Oman’s government is in no hurry to follow its peers across the Middle East who kicked off the year by offering new bonds at higher yields.
“We aren’t desperate to go early,” said Nasser al-Jashmi, the undersecretary at Oman’s Ministry of Finance. “Market conditions aren’t appropriate right now and we have flexibility within our funding plan,” he told Bloomberg last Wednesday on the sidelines of a meeting of Arab finance ministry officials.
After ending a two-decade absence from international capital markets three years ago, Oman has grown increasingly reliant on borrowing amid efforts to reform its economy after oil prices collapsed in 2014. The Gulf nation, whose budget deficit is among the largest of all the sovereigns tracked by Fitch Ratings, is planning to raise 2.4bn rials ($6.2bn) internationally and at home this year to help fund most of its fiscal shortfall. It borrowed $8bn abroad in 2018, al-Jashmi said.
Turkey and Oman’s neighbour were the first in the Middle East to test the appetite for riskier assets last week after growing optimism about a slower path of interest-rate increases by the US Federal Reserve.
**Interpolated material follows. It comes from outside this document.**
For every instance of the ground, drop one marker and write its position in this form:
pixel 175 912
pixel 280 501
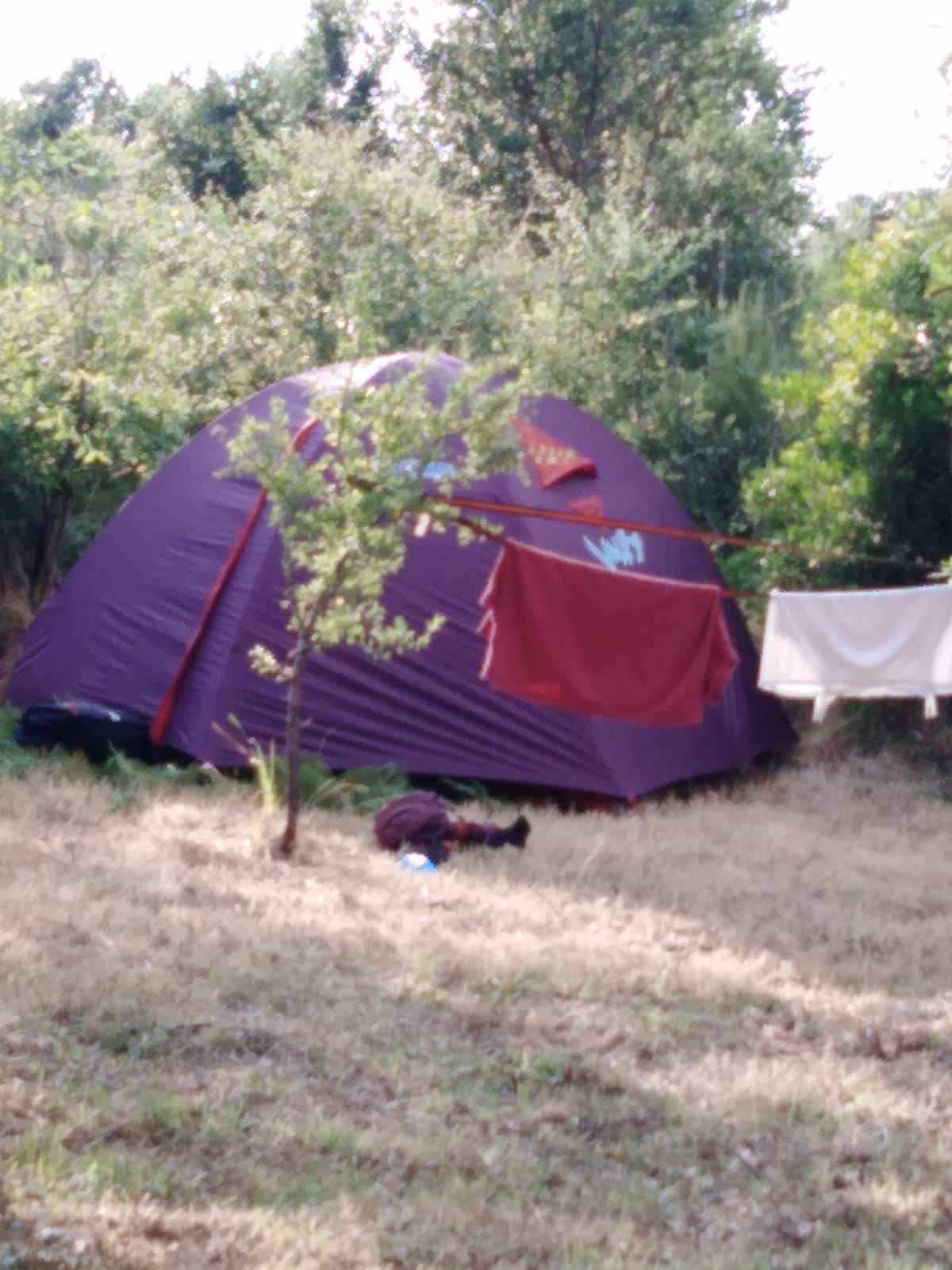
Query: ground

The kingdom sold $7.5bn in dollar debt and Turkey issued $2bn of notes, with both pricing the bonds at a premium over existing curves.
Oman will likely raise the money in the first and second halves of the year, “depending on market conditions,” according to al-Jashmi. It’s monitoring the situation and is talking to banks and advisers on the best time to issue, he said.
The yield on Oman’s bonds due 2028 has steadied near 7.2% after peaking at the start of 2019 at over 7.6%, the highest since the securities were sold a year earlier. S&P Global Ratings has Oman’s sovereign credit score two levels into junk with a stable outlook, while Moody’s Investors Service puts it at the lowest investment grade with a negative view.